– Частично. Различие в цвете соответствует различным периодам менструации. Ярко-красный присущ обильному кровотечению, характеризующему начало месячных, черный – это кровь, дольше остававшаяся в матке, то есть кровь мертвая, плотная, свернувшаяся. Между этими двумя крайностями возможны любые вообразимые оттенки. Значит, каждая картина была написана в течение одного цикла, то есть за пять-шесть дней, а вовсе не в один прием.
Она указала на темную зону в углу одного из полотен:
– Посмотрите, иногда можно различить папиллярные следы. Борозды от пальцев вот здесь и там, их можно обнаружить повсюду. Думаю, что картины были полностью созданы просто пальцами.
Коп попытался вообразить автора, мужчину или женщину, этих картин. Он видел, как тень в глубине мастерской погружает пальцы в менструальную кровь и размазывает ее по полотну, чтобы изобразить сцену в девственных джунглях. Идет ли речь о мужчине, который пишет чужой кровью, или о сумасшедшей, которая использовала собственные выделения? Одна из знакомых Рамиреса, вроде Мелани Мейер?
– Существует ли какая-то особая причина, чтобы сделать такое? Писать картину менструальной кровью?
– Эти картины состоят исключительно из органической материи, причем интимной, что придает им сексуальный характер. Нельзя сказать, чтобы их автор, будь то мужчина или женщина, признавал много запретов. Есть нечто оскорбительное в том, чтобы выставлять такое всем на обозрение. Это хуже, чем раздеться догола, это просто… омерзительно.
Она сложила картины и убрала их под стол:
– Вот, это практически все, что я могу вам сказать, отчет пришлю вашей команде, только кому-то придется заехать забрать их. Будь у меня время, я бы пошарила по Интернету в поисках следов. Наверняка не так уж много тех, кто пишет подобным образом, но со всем, что на нас сейчас свалилось, я…

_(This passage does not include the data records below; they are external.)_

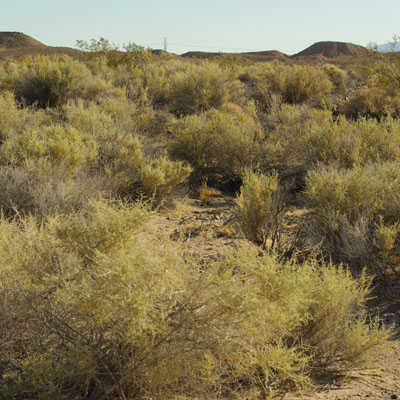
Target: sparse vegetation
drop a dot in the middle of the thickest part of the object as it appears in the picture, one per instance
(107, 293)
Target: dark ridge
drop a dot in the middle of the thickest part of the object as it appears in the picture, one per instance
(332, 50)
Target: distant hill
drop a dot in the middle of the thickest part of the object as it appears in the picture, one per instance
(17, 44)
(332, 50)
(388, 47)
(267, 55)
(17, 40)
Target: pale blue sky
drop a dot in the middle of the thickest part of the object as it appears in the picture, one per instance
(219, 25)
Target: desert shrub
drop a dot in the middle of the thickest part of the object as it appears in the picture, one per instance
(159, 176)
(91, 313)
(356, 213)
(114, 125)
(295, 84)
(201, 87)
(371, 102)
(255, 204)
(301, 138)
(218, 144)
(57, 145)
(14, 120)
(48, 81)
(336, 75)
(25, 190)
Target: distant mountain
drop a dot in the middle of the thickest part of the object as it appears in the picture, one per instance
(17, 44)
(17, 40)
(332, 50)
(267, 55)
(388, 47)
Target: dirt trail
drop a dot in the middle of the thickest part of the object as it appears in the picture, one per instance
(207, 228)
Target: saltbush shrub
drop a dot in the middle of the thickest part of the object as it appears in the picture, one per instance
(255, 204)
(295, 84)
(89, 312)
(356, 213)
(336, 75)
(201, 87)
(302, 138)
(218, 144)
(48, 81)
(371, 102)
(57, 145)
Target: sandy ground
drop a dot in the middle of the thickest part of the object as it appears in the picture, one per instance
(207, 227)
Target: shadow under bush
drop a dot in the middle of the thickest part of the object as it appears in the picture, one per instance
(90, 313)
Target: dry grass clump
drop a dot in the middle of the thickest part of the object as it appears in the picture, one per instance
(382, 95)
(371, 102)
(336, 75)
(302, 138)
(89, 313)
(295, 84)
(217, 144)
(255, 205)
(356, 213)
(29, 190)
(199, 88)
(47, 81)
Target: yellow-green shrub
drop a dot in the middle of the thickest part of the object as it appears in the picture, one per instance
(14, 120)
(57, 145)
(91, 313)
(217, 143)
(356, 213)
(48, 81)
(302, 138)
(336, 75)
(254, 202)
(30, 189)
(201, 87)
(159, 176)
(295, 84)
(371, 102)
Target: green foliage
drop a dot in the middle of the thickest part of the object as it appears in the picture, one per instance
(57, 145)
(161, 175)
(336, 75)
(356, 213)
(201, 87)
(295, 84)
(371, 102)
(254, 202)
(386, 235)
(217, 143)
(90, 312)
(302, 138)
(48, 81)
(96, 46)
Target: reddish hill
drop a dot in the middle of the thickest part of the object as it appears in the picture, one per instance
(17, 44)
(17, 40)
(332, 50)
(253, 56)
(265, 55)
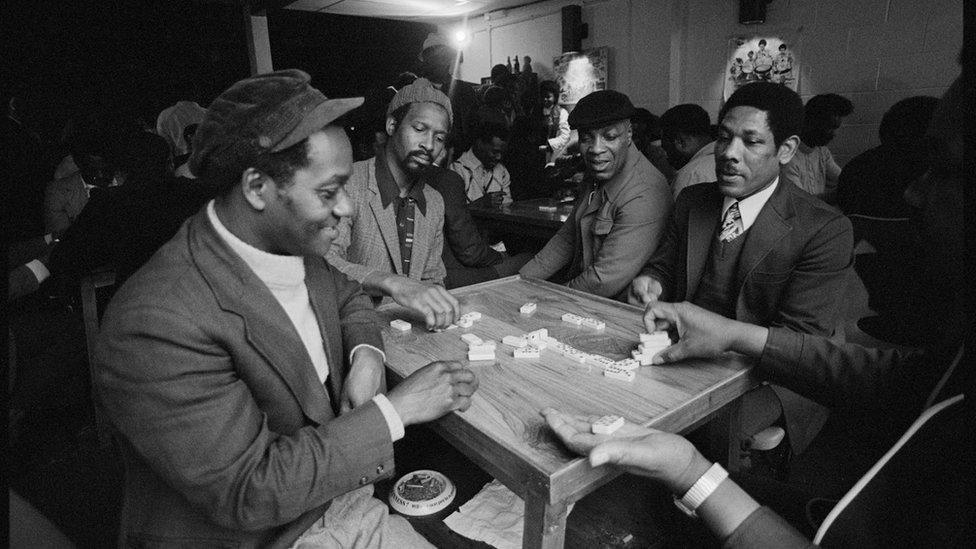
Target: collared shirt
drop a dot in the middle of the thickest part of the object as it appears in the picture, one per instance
(479, 181)
(404, 207)
(700, 169)
(285, 278)
(749, 207)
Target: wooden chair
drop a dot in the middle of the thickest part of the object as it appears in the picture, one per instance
(88, 285)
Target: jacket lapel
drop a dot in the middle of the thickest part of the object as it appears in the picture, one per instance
(326, 313)
(385, 222)
(702, 221)
(266, 325)
(421, 242)
(770, 227)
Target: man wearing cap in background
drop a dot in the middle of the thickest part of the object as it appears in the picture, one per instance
(751, 248)
(242, 372)
(439, 62)
(391, 242)
(618, 221)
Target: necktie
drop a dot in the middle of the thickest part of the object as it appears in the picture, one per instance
(731, 224)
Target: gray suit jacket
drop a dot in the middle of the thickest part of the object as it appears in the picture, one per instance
(228, 437)
(368, 240)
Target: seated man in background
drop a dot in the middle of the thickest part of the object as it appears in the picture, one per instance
(813, 168)
(618, 221)
(243, 373)
(756, 249)
(391, 242)
(484, 176)
(686, 135)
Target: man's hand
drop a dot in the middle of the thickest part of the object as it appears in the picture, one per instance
(432, 391)
(701, 333)
(438, 307)
(665, 457)
(643, 290)
(364, 379)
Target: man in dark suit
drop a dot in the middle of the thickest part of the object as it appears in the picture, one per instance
(753, 249)
(243, 373)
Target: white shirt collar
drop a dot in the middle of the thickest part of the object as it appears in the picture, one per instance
(279, 271)
(750, 207)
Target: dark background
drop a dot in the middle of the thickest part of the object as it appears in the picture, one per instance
(67, 58)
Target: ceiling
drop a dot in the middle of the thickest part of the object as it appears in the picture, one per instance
(410, 10)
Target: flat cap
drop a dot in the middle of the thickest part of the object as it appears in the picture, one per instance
(599, 109)
(420, 91)
(270, 111)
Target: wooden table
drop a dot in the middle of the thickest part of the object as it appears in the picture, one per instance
(523, 218)
(503, 432)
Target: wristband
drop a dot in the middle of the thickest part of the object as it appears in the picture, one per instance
(700, 490)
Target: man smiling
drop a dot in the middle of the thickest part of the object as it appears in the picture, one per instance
(753, 249)
(243, 373)
(617, 223)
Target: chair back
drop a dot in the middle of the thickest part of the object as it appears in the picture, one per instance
(88, 286)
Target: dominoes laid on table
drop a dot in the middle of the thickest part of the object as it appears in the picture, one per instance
(607, 425)
(400, 325)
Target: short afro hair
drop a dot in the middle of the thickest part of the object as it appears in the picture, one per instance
(783, 107)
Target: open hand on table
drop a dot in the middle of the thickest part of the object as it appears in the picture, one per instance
(665, 457)
(437, 306)
(432, 391)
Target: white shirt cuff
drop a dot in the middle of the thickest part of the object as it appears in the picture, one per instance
(368, 346)
(393, 420)
(41, 273)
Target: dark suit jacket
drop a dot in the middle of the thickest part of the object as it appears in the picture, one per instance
(229, 438)
(606, 241)
(793, 271)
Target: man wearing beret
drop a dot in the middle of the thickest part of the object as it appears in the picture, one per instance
(618, 221)
(242, 372)
(753, 249)
(392, 239)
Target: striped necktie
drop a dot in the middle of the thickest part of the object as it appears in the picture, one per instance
(731, 224)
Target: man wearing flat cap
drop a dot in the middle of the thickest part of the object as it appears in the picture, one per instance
(439, 62)
(242, 372)
(618, 221)
(392, 239)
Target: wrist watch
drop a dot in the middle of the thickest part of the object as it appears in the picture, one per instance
(700, 490)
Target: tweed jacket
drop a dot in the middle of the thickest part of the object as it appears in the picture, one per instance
(368, 240)
(228, 437)
(607, 239)
(793, 271)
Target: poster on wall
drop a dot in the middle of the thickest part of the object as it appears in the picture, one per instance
(760, 59)
(580, 73)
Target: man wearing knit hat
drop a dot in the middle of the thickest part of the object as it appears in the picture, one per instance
(617, 223)
(242, 372)
(439, 62)
(392, 239)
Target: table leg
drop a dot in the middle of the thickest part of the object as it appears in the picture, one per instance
(723, 435)
(545, 523)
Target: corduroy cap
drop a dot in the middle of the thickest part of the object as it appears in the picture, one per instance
(420, 91)
(599, 109)
(271, 111)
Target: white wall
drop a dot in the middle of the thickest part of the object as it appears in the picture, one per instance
(665, 52)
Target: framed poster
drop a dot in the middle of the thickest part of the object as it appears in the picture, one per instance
(760, 59)
(580, 73)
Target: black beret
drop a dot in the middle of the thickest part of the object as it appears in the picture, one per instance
(599, 109)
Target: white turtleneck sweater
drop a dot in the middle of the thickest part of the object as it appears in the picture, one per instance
(284, 275)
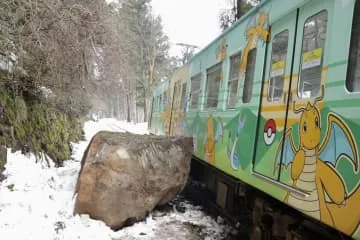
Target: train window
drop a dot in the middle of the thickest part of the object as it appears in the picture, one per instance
(233, 84)
(249, 76)
(195, 91)
(160, 103)
(212, 85)
(353, 75)
(278, 63)
(176, 95)
(312, 55)
(183, 98)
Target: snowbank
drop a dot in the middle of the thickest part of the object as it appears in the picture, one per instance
(36, 202)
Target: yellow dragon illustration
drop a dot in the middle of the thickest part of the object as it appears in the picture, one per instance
(327, 198)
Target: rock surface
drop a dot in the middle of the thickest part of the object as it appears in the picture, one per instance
(124, 176)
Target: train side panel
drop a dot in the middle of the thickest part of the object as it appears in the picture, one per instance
(279, 110)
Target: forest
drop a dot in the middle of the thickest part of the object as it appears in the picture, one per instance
(63, 61)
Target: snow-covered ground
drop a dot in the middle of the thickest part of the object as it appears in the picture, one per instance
(36, 202)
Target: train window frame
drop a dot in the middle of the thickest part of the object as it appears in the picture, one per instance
(275, 74)
(249, 77)
(352, 83)
(183, 97)
(232, 78)
(300, 90)
(214, 69)
(176, 100)
(195, 92)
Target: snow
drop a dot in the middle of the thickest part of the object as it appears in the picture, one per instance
(36, 202)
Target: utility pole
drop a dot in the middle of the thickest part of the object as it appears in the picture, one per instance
(187, 51)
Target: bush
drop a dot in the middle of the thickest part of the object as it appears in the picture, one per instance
(39, 128)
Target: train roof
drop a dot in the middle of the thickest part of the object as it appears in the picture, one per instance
(245, 17)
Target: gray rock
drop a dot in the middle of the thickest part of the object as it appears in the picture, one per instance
(124, 176)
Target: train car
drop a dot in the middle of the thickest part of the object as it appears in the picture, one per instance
(273, 106)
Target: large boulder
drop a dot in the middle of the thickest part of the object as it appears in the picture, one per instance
(124, 176)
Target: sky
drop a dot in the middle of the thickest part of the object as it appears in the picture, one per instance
(192, 22)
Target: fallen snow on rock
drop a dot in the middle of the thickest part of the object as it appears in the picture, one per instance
(36, 202)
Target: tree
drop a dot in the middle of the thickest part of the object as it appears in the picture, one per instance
(238, 8)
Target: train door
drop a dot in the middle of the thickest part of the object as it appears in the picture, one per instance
(274, 100)
(306, 101)
(301, 78)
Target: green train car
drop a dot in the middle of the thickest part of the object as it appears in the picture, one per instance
(274, 104)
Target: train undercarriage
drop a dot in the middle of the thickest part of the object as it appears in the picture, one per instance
(256, 215)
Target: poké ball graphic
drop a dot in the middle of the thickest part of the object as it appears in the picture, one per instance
(269, 132)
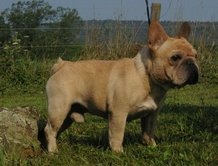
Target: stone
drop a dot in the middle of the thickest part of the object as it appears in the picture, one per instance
(19, 130)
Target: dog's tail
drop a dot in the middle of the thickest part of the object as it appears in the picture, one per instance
(57, 66)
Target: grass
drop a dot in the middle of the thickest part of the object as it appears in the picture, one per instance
(186, 134)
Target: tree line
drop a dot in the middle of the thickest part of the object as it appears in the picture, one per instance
(36, 24)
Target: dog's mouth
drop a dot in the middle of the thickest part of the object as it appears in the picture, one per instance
(187, 73)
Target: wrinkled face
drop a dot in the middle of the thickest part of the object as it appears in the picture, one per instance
(174, 63)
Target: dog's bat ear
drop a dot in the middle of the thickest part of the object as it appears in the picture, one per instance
(185, 30)
(156, 34)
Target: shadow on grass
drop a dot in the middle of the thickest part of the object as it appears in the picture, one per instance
(176, 123)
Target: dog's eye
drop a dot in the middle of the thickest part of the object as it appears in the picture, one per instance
(176, 57)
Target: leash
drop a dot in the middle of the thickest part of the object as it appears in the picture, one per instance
(148, 15)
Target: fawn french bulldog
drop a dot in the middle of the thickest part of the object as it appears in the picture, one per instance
(121, 90)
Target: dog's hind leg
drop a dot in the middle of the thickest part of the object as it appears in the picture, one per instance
(57, 122)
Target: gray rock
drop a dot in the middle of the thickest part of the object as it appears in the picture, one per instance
(19, 130)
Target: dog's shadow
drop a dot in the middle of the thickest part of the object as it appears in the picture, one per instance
(200, 118)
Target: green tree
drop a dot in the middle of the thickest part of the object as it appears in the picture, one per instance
(39, 25)
(5, 31)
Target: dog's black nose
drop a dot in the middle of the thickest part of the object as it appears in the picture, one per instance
(193, 72)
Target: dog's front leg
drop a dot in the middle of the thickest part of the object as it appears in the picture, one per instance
(148, 125)
(117, 123)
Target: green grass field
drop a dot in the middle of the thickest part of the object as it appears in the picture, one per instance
(186, 134)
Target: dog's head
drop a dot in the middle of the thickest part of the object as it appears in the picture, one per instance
(174, 62)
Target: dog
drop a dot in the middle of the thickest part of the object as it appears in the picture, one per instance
(121, 90)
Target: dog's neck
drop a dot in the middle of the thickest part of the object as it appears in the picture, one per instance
(143, 64)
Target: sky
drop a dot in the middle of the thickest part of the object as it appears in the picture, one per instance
(171, 10)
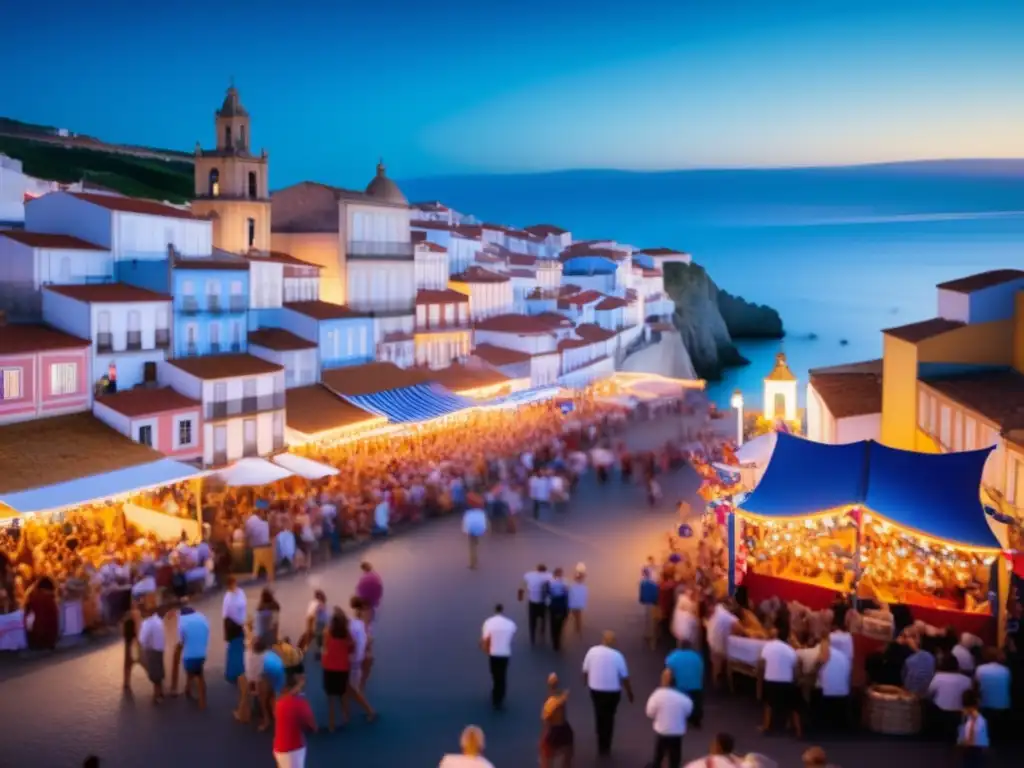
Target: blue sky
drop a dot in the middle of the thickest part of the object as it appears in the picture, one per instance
(463, 86)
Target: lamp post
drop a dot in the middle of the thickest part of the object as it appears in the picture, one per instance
(737, 403)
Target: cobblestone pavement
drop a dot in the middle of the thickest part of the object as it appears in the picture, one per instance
(431, 678)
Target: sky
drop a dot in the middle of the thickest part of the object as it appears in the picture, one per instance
(444, 87)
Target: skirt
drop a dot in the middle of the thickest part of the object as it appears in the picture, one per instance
(235, 664)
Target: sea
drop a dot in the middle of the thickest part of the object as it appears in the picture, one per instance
(842, 253)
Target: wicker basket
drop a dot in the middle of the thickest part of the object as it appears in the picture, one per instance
(893, 711)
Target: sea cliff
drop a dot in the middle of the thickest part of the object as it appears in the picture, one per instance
(710, 320)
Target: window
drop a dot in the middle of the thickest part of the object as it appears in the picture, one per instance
(64, 378)
(11, 388)
(184, 432)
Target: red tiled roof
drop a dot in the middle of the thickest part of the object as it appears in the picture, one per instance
(134, 205)
(44, 240)
(224, 366)
(918, 332)
(611, 302)
(18, 339)
(981, 281)
(108, 293)
(496, 355)
(446, 296)
(478, 274)
(143, 401)
(321, 310)
(279, 340)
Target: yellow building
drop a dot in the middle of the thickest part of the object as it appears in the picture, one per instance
(956, 382)
(232, 184)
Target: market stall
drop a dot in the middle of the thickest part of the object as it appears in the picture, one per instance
(897, 527)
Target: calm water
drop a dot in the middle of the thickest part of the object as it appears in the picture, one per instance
(841, 253)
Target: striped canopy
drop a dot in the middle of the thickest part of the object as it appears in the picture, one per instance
(406, 404)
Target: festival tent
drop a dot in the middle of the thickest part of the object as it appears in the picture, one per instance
(99, 486)
(253, 471)
(303, 467)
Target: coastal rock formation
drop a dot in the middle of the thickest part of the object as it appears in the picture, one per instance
(706, 333)
(666, 357)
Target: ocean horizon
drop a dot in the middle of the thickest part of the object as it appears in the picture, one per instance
(842, 253)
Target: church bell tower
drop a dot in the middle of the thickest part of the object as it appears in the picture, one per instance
(231, 183)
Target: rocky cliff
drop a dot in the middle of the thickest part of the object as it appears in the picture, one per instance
(709, 320)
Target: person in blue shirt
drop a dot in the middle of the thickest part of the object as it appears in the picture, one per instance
(194, 640)
(687, 673)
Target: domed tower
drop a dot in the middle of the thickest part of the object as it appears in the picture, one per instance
(232, 184)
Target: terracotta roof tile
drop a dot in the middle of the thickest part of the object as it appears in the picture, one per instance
(44, 240)
(134, 205)
(224, 366)
(109, 293)
(981, 281)
(315, 409)
(918, 332)
(17, 339)
(448, 296)
(322, 310)
(279, 340)
(144, 401)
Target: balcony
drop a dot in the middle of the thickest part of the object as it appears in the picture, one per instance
(245, 406)
(365, 249)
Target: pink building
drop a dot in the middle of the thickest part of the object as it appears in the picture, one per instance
(44, 373)
(158, 418)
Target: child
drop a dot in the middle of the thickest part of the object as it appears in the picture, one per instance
(973, 735)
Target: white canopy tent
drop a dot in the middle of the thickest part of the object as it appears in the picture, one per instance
(304, 467)
(253, 472)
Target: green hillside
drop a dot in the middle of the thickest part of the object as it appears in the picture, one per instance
(138, 177)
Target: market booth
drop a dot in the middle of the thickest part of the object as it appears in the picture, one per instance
(899, 527)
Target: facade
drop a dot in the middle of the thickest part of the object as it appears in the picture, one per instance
(43, 373)
(243, 403)
(129, 328)
(158, 418)
(232, 184)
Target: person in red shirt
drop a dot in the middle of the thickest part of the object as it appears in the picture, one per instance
(293, 718)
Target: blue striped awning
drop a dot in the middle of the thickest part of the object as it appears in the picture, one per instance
(407, 404)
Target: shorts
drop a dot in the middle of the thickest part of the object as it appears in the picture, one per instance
(782, 697)
(335, 682)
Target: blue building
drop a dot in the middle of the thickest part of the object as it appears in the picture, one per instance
(343, 337)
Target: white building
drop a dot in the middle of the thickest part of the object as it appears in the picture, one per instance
(844, 402)
(243, 400)
(129, 328)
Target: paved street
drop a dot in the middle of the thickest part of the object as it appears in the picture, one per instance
(431, 678)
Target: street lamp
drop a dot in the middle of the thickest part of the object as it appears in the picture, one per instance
(737, 403)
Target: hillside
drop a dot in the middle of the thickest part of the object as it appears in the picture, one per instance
(123, 172)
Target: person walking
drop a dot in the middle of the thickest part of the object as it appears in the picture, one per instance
(670, 710)
(194, 643)
(496, 640)
(607, 676)
(534, 589)
(558, 607)
(474, 525)
(293, 718)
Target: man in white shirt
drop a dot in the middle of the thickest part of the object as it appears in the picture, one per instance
(496, 640)
(258, 538)
(606, 674)
(778, 672)
(670, 709)
(534, 585)
(474, 525)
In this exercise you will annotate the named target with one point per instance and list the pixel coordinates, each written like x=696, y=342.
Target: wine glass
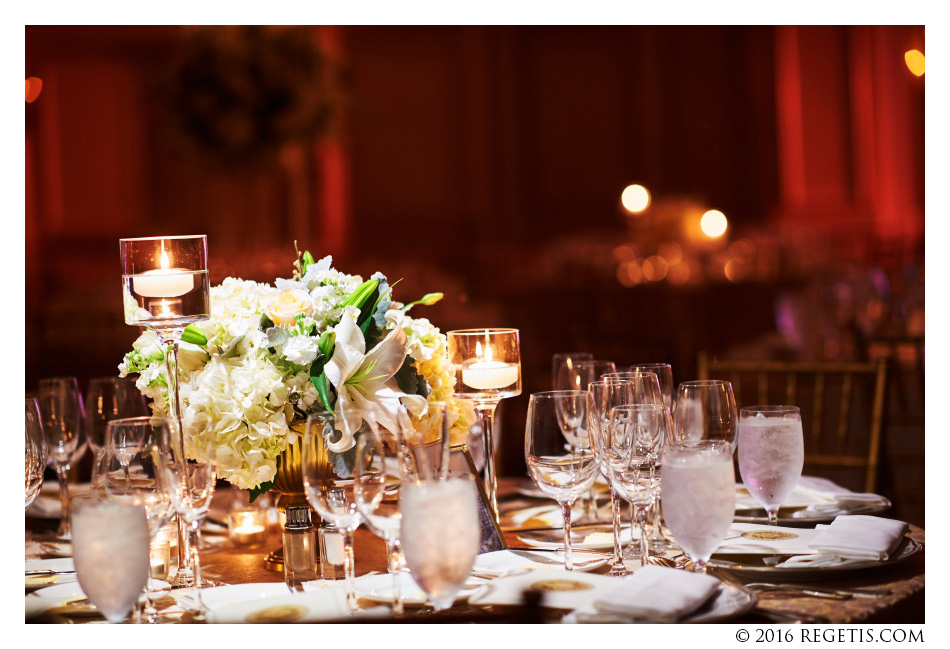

– Я сам справлюсь, это моя работа. Если понадобится, можно будет сделать анализ ДНК этой крови?
– Не уверена. Но если вы хотите провести углубленное исследование, потребуется судейский запрос. Правда, мы сейчас перегружены сверх всякой меры.
Шарко поблагодарил ее и вернулся на Орфевр, 36, впав в глубокую задумчивость. В очередной раз всплыла кровь, но в иной форме, более мрачной, более загадочной. Рамирес пытал и убил Вилли Кулома, чтобы вернуть эти органические картины. Следовало любой ценой отыскать их автора.
Он вернулся в родные пенаты, где обретался один Робийяр. Тот измерял объем своих бицепсов портновским сантиметром и быстро опустил рукав, пока Шарко устраивался на своем рабочем месте.
– Где Николя?
– Уехал к Рамиресу с тремя полицейскими. У нас тринадцать тел на руках, а он использует последние ресурсы, упершись рогом в поиски второй отметины от пули, которой, может, вообще не существует, и плевать ему на иерархию. Могу только сказать, что Маньен просто с катушек слетел, и, не возись он с прессой, Николя мало бы не показалось. Их свара плохо кончится. У меня такое впечатление, что перед уходом на пенсию шеф все сделает, чтобы его законопатить.
– Я ему все время твержу, чтобы он вел себя поосторожнее. Маньен как змея: думаешь, что он спит, а он кидается на тебя ровно в тот момент, когда ты этого не ждешь. А Жак?
– Рвется на части с медэкспертами.
Шарко устроился перед монитором и начал поиск. Он перепробовал разные ключевые слова –
Биоарт… Шарко никогда не слышал о подобном явлении. Он откопал кучу сайтов, специализирующихся на сюжетах, один поразительней другого. Некоторые художники сотрудничали с самыми передовыми исследовательскими лабораториями, другие забивались в свои мастерские, обложившись пробирками, скальпелями и иголками. Изготовление кукол на основе живых клеток, создание трансгенных зеленых светящихся кроликов, образцы гибридной кожи, которую можно пересаживать на кончики пальцев… Кроили, резали по живому, иногда по самому себе. Целью было задать вопросы, исследовать, растормошить, чтобы выявить проблемы сегодняшнего мира. Кстати, многие приверженцы биоарта наталкивались на юридические барьеры, действуя на грани законов о биоэтике и генетике.
Кровь… Слово бросилось в глаза, когда ему попалась статья в «Монд» о Данни Боньер, парижской биохудожнице, помешанной как на животном начале, так и на крови, которую она расценивала как «универсальный способ коммуникации». Публикация датировалась прошлым годом и называлась «Животное в крови».